Bugün geldiğimiz şu noktada…
“İyi ki laiklik ilkesini hayata geçirmişsin” diyorum, başka da bir şey demiyorum.
*
Senin bir millet oluşturma çabanı anlayıp dinlemeden çokça eleştirmiştim.
Bugün geldiğimiz şu noktada…
“Bu ne değerli bir çabaymış” diyorum, başka da bir şey demiyorum.
*
Senin şeyhlik, efendilik, müritlik gibi kavramlarla başının hiç de hoş olmamasını hep anlayışsızlıkla karşılamıştım.

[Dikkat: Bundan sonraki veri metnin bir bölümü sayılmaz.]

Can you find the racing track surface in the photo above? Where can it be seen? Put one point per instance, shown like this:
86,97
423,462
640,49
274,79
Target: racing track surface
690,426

Bugün geldiğimiz şu noktada…
“Seni çok iyi anlıyorum” diyorum, başka da bir şey demiyorum.
*
Senin dini cemaatlere, dini gruplara, dini oluşumlara mesafeli oluşundan pek hazzetmezdim.
Bugün geldiğimiz şu noktada…
“Ne de iyi etmişsin” diyorum, başka da bir şey demiyorum.
*
Sen ne büyükmüşsün hey Atatürk!
*
Artık ben de senin kadrini, kıymetini bilenlerdenim.
Ben de Anıtkabir’ini ziyaret edeceğim.
Ben de posterini duvarıma asacağım.
*
Ve bir şey daha:
Geçen senelerden birinde sırf artistlik olsun diye 10 Kasım’da saat 9’u 5 geç ayağa kalkmamış ve bunu bir marifetmiş gibi bu köşeden cümle âleme ilan etmiştim.
Bu 10 Kasım’da saat 9’u 5 geçe ayağa ilk kalkan olmak için fırlayacağım.